When I was a tyke, one of summer's chief joys was the periodic library trip. Every three weeks, I could go reap a stack of twenty or more books to bring home and devour. No multiplication problems or dull reading comprehension exercises to interfere with my escape habit.
Gone are the days of The Giant Stack and hours of uninterrupted reading time, but it's still been a decent summer in my literary world. Here are a few of my favorites (or not):
The Hunger Games - This was one of the those books that kept popping up on the blogs of fellow readers, but I somehow kept putting off reading. I got the impression from its jacket blurb that it was chiefly a work of science fiction, and that's not really my genre (although hello? Which are the only two adult new releases I've seen in the past two years? Star Trek (2009) and Avatar (2010). Maybe I need to re-think my position on sci-fi.) But oh, my friends, this book is really not science fiction at all. In fact, what makes it so gripping, so deliciously page-turning and heart-racing, besides the great writing, characters, and plot, is that one can, with only minor stretching, imagine this dystopia becoming our future reality.
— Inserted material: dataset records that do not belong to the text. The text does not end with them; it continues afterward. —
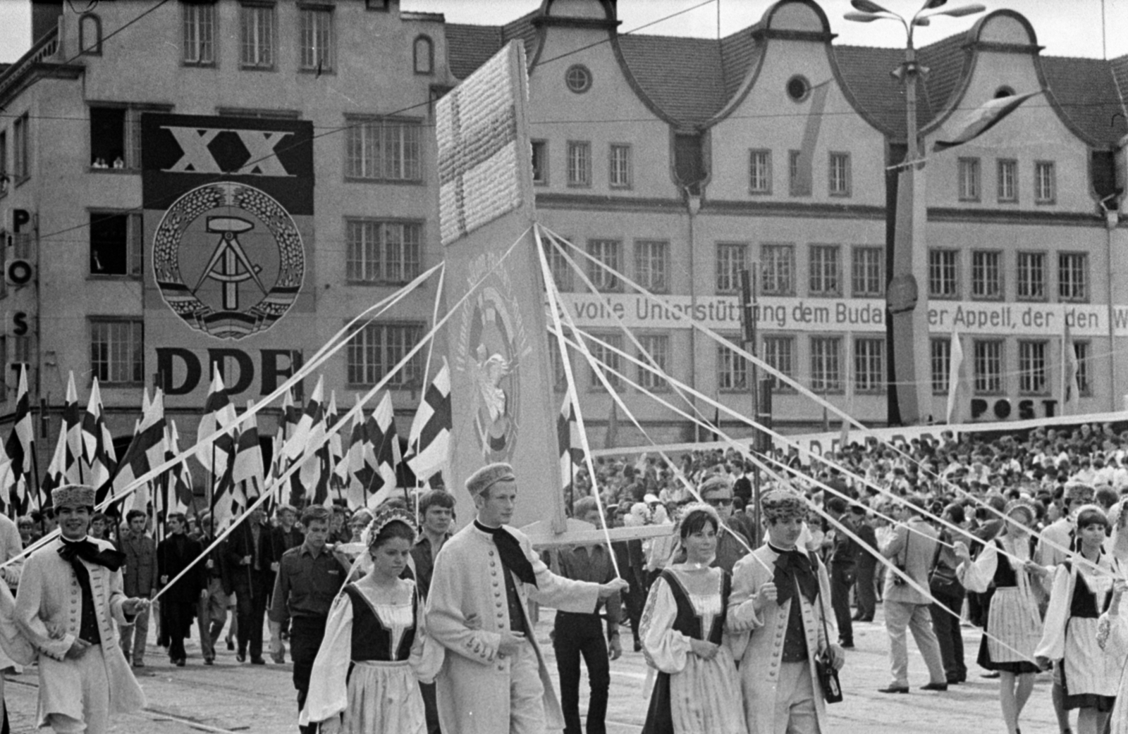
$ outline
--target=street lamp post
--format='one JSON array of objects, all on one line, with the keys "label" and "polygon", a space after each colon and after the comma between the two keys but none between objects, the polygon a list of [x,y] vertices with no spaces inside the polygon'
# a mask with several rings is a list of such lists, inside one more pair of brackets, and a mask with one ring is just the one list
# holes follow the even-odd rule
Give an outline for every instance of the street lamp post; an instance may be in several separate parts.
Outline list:
[{"label": "street lamp post", "polygon": [[[979,3],[941,9],[948,0],[925,0],[906,19],[871,0],[852,0],[856,10],[845,18],[855,23],[898,20],[905,28],[905,62],[893,72],[905,83],[905,161],[898,174],[897,218],[893,228],[892,273],[885,303],[892,326],[892,364],[896,380],[890,398],[896,396],[899,423],[925,423],[931,414],[932,379],[928,353],[928,249],[925,222],[924,156],[917,126],[917,79],[927,69],[917,61],[914,30],[931,24],[935,16],[961,17],[982,12]],[[890,417],[893,418],[892,410]]]}]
The obsession with violence and with voyeurism (now known as "reality TV") that have characterized our culture since at least the days of the gladiators come into full bloom in The Hunger Games, and they're believable. Oh, and there's some romance. But it's not over the top.
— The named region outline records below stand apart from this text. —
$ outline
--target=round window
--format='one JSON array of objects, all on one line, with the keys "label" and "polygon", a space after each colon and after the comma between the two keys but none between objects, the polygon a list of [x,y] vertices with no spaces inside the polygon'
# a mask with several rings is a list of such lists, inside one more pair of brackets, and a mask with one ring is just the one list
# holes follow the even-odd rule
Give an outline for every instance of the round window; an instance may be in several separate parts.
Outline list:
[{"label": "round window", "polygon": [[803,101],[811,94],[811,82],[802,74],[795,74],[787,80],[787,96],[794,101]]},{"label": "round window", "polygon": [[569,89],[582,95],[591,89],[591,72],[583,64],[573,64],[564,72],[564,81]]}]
Hurrah hurrah, this book has a sequel, Catching Fire, which I picked up at the library yesterday, and the conclusion of the trilogy will be out any day. I see late nights and "just one more chapter" dilemmas in my near future. (And that's the sound of me smacking my lips.)
Drive: The Surprising Truth About What Motivates Us - And now for some nonfiction. The premise of this book is that what worked for hundreds of years to get human beings to do stuff -- the need to survive (Motivation 1.0) followed by a system of rewards and punishments (Motivation 2.0) is becoming archaic and fails to respond to part of our makeup that makes us essentially human. That's where Motivation 3.0 comes in. Here's the author, Daniel Pink, explaining the premise: (Y'all, this is a fascinating talk -- worth your time! Here's the link in case my video embedding didn't work. )
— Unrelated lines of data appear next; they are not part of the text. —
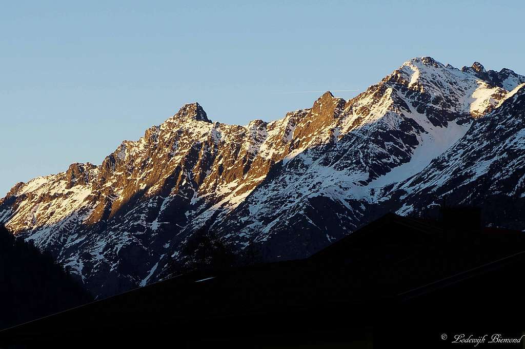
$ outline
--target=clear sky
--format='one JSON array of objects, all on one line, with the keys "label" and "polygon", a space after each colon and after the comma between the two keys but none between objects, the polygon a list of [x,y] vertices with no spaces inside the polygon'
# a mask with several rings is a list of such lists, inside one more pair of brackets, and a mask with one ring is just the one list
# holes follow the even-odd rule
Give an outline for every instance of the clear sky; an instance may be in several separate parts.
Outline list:
[{"label": "clear sky", "polygon": [[0,4],[0,197],[100,164],[186,102],[244,125],[363,90],[416,56],[525,74],[522,2]]}]

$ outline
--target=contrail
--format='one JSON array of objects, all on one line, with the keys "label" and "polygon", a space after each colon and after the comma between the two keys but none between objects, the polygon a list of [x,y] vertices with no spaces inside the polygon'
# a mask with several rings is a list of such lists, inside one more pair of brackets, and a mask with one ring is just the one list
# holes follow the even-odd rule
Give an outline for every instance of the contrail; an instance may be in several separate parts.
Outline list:
[{"label": "contrail", "polygon": [[[276,92],[275,93],[279,95],[290,95],[292,94],[313,94],[313,93],[321,93],[321,92],[326,92],[327,90],[322,90],[320,91],[295,91],[293,92]],[[358,91],[360,91],[361,90],[333,90],[330,91],[331,92],[356,92]]]}]

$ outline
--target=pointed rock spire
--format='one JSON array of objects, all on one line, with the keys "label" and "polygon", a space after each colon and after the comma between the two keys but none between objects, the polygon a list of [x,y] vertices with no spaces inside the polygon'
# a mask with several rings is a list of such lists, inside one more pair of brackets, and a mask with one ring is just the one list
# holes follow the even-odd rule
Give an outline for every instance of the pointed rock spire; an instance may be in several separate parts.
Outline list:
[{"label": "pointed rock spire", "polygon": [[197,102],[185,104],[179,109],[174,117],[206,121],[206,122],[212,122],[208,118],[204,109]]}]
It's made me think. What do I do because it's intrinsically satisfying, rather than externally expedient? The big joke, of course, is always that you can't put a price on full-time mother- or parent-hood because you'd have to pay a housekeeper, tutor, nanny, chauffeur, etc. But can we do this job because doing it well is its own reward? In fact, that can be applied to any job or vocation, or even one's Christian walk -- are we doing this because we want the carrot, or because we love, believe in, or get into the flow of something larger than ourselves?
Mr. Pink does make some references to the home environment -- parenting, education -- although his primary focus is on business. I'd love for him to expand on how we apply this with kids, since so much of what we do as a general culture falls into the carrot-and-stick mentality.
But right now, I'm motivated to get my child to taekwondo on time -- and then give blood for the first time ever. Gulp. Shiver. Better bring a good book.